One thing that has changed, however, is the formulation of the company’s products. The Tom’s of Maine “Original Care Deodorant Stick,” for instance, was recently altered with new ingredients like aluminum to provide 24-hour odor protection. The change irked Tom’s of Maine loyalists, many of whom used the original formula because they suffered from skin allergies and sensitivity. Tom’s toothpaste has also been infused with new additives, like titanium dioxide, which is added to the toothpaste for aesthetic reasons, despite being recently classified as a “possible human carcinogen” by the International Agency for Research on Cancer.
One reason for these product changes may be the recent shift in leadership. Though Tom Chappell stayed on to manage the business for a few years after the merger, the Chappells have since returned to Maine and started Rambler’s Way, a new venture that produces high-quality wool garments.
Dean Foods, which also owns Dean’s, Land o Lakes, Meadow Gold, TruMoo, Tuscan, and Horizon Organic
With just $2000 in start-up funding, Colorado-native Steve Demos founded Silk in 1977 to promote a plant-based diet. Under parent company WhiteWave, Silk became one of the country’s largest producers of soy milk, as well as one of the biggest purchasers of organic soybeans. In 2002, WhiteWave was sold to agribusiness conglomerate Dean Foods, which owns more than 50 dairy brands around the country, most of which rely on factory-farmed cows.
For several years after the merger, Silk continued to operate as it had previously. But in 2009, the company quietly switched from using organic soybeans to using conventional soybeans, which are subject to pesticides and herbicides, in its soy products. According to Natural News, the only indication of change was the removal of the organic certification emblem; everything else – including the price – remained the same.

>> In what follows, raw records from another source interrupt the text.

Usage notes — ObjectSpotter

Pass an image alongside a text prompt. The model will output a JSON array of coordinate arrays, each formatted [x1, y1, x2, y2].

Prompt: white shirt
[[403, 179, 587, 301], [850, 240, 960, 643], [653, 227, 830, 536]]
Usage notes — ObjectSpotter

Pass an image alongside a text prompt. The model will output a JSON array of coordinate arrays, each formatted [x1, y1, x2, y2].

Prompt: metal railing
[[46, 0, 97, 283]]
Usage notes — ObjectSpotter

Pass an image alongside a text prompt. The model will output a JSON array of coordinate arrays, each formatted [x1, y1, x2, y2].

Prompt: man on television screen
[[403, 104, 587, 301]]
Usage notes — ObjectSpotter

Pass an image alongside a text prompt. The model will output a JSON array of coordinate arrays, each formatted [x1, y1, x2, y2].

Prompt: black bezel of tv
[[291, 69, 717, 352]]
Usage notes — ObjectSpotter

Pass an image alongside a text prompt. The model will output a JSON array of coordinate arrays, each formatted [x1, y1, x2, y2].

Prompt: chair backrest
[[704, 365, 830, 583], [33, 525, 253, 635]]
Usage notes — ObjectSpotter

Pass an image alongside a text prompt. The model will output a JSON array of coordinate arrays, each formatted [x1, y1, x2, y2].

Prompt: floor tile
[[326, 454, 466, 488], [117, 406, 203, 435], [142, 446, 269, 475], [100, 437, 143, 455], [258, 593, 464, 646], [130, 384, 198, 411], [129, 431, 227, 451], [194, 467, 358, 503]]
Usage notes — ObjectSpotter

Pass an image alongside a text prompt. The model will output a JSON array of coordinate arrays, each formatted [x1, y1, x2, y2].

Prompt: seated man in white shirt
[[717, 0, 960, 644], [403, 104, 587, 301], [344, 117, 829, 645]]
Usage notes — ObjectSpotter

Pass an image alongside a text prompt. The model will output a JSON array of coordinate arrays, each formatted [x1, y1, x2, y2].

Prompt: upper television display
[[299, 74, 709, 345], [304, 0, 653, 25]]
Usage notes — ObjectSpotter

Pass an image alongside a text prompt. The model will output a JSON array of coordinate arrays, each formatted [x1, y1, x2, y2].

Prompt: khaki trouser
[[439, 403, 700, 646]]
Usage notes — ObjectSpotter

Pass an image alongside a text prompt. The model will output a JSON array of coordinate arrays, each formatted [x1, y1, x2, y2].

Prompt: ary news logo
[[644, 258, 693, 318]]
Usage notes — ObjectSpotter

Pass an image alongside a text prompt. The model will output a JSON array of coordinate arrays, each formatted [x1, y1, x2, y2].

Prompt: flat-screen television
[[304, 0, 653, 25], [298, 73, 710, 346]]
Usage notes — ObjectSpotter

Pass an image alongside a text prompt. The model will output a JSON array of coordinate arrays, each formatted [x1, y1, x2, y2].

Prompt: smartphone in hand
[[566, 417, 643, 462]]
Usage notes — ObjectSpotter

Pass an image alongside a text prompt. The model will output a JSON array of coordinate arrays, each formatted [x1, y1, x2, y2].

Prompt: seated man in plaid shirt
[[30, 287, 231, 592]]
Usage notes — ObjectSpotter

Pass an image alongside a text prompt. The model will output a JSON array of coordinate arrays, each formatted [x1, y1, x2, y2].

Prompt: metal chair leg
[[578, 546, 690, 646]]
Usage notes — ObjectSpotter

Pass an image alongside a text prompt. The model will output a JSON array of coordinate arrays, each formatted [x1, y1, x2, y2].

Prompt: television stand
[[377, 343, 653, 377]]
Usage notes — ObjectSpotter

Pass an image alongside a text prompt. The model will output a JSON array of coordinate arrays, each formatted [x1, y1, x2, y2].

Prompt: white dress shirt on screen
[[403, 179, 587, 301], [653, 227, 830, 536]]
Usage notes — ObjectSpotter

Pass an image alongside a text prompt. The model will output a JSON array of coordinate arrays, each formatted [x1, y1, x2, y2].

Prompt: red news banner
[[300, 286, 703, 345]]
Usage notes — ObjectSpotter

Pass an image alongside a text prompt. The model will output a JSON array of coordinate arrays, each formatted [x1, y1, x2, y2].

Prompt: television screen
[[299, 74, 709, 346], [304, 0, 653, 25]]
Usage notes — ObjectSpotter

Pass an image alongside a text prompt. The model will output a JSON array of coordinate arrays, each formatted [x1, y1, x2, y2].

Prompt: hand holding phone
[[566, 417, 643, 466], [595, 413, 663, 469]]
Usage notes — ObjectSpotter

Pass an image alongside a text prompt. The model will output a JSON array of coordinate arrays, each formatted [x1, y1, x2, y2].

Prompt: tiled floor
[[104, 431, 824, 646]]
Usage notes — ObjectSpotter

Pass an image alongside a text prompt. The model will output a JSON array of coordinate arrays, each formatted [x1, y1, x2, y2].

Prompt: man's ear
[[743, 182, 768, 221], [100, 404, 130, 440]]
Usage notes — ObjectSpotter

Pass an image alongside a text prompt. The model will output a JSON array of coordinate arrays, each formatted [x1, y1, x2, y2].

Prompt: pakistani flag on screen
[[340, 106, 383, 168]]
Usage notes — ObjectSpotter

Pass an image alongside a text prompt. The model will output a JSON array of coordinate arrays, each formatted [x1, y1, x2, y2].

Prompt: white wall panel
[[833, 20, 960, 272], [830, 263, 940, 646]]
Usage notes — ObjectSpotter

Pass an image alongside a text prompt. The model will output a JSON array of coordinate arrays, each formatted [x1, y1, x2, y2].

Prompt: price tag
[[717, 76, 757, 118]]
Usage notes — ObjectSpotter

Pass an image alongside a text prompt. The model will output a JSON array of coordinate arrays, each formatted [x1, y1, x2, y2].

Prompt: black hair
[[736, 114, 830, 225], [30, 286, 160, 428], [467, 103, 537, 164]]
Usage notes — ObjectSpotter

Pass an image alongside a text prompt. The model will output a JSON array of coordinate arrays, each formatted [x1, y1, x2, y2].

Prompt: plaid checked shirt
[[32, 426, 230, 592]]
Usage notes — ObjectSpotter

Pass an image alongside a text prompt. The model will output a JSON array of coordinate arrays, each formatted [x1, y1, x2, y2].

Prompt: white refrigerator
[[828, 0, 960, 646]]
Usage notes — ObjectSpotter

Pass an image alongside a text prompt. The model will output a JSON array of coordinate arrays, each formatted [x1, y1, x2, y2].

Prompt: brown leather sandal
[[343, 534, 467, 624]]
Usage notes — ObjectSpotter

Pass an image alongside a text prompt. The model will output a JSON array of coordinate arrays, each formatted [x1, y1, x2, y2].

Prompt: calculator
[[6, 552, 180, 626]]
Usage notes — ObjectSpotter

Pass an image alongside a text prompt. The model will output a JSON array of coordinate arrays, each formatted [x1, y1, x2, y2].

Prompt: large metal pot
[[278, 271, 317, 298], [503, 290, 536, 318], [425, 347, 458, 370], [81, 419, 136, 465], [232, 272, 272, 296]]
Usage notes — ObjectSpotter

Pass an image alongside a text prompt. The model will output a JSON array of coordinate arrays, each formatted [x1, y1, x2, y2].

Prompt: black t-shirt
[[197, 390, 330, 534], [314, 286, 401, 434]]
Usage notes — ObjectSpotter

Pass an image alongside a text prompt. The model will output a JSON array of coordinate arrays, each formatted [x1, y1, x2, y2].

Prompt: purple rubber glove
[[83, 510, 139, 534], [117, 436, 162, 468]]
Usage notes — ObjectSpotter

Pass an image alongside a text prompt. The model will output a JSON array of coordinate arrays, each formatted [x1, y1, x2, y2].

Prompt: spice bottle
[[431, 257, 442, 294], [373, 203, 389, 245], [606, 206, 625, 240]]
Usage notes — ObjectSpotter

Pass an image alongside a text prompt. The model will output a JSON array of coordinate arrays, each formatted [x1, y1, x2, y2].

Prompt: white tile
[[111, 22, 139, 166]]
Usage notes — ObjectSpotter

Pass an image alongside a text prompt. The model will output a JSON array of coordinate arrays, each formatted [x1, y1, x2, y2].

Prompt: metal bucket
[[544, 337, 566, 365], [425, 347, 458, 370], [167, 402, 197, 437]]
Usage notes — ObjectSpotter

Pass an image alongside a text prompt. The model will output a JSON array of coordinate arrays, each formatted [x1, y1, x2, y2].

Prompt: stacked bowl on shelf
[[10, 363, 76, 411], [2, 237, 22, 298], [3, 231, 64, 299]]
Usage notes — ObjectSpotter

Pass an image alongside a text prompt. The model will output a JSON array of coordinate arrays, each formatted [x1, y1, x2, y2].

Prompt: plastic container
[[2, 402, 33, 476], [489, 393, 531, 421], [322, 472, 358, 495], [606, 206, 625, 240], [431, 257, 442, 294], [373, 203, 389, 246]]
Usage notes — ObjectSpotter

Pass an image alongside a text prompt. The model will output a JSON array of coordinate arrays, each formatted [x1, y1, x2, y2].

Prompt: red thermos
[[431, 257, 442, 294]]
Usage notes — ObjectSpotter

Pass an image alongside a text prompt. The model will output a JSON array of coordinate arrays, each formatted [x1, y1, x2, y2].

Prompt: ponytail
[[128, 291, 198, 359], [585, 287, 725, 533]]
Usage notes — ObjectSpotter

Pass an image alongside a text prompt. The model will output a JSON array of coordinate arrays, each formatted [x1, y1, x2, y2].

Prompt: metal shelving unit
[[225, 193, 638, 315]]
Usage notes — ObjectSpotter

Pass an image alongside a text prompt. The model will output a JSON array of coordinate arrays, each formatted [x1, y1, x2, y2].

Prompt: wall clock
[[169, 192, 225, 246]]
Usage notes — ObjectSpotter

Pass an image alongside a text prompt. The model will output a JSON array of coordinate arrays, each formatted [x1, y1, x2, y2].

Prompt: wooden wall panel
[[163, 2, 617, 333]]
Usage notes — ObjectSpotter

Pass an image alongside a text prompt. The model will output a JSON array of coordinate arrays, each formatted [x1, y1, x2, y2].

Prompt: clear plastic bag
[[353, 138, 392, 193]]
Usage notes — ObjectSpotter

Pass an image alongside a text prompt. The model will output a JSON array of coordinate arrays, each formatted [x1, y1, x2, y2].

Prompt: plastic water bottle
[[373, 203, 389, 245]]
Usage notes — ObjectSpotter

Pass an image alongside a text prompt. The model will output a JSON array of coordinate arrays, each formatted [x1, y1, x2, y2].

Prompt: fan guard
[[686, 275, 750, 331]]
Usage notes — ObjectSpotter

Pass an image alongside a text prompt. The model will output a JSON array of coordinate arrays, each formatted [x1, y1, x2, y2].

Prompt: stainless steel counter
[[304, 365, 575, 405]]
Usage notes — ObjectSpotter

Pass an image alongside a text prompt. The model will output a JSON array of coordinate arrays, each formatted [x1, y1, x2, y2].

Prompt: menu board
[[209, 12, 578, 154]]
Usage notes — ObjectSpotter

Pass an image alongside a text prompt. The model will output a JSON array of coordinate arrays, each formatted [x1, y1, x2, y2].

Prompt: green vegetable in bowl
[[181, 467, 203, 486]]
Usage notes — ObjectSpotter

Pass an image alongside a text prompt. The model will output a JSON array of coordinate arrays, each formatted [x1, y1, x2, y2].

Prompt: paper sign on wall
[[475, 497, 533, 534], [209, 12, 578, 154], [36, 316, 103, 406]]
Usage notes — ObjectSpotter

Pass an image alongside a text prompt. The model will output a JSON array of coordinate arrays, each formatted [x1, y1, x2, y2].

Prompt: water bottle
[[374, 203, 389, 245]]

The news leaked to the public, and after months of boycotts and bad press, Dean Foods announced that although it would not be switching back to organic, it would be partnering with the Non-GMO Project to ensure that its entire product line was free from genetically modified soy – no small task considering that approximately 93% of all soybeans grown in the United States are genetically modified. Silk even created a traceability website so that consumers could see exactly where the soybeans in their products are coming from, and the company has partnered with Conservation International to develop a Responsible Soybean Sourcing and Production Program.
Dean Foods is clear, however, that these initiatives are limited to its Silk, Alpro and Horizon Organic brands; it has not yet extended similar sustainability efforts to its more conventional product lines.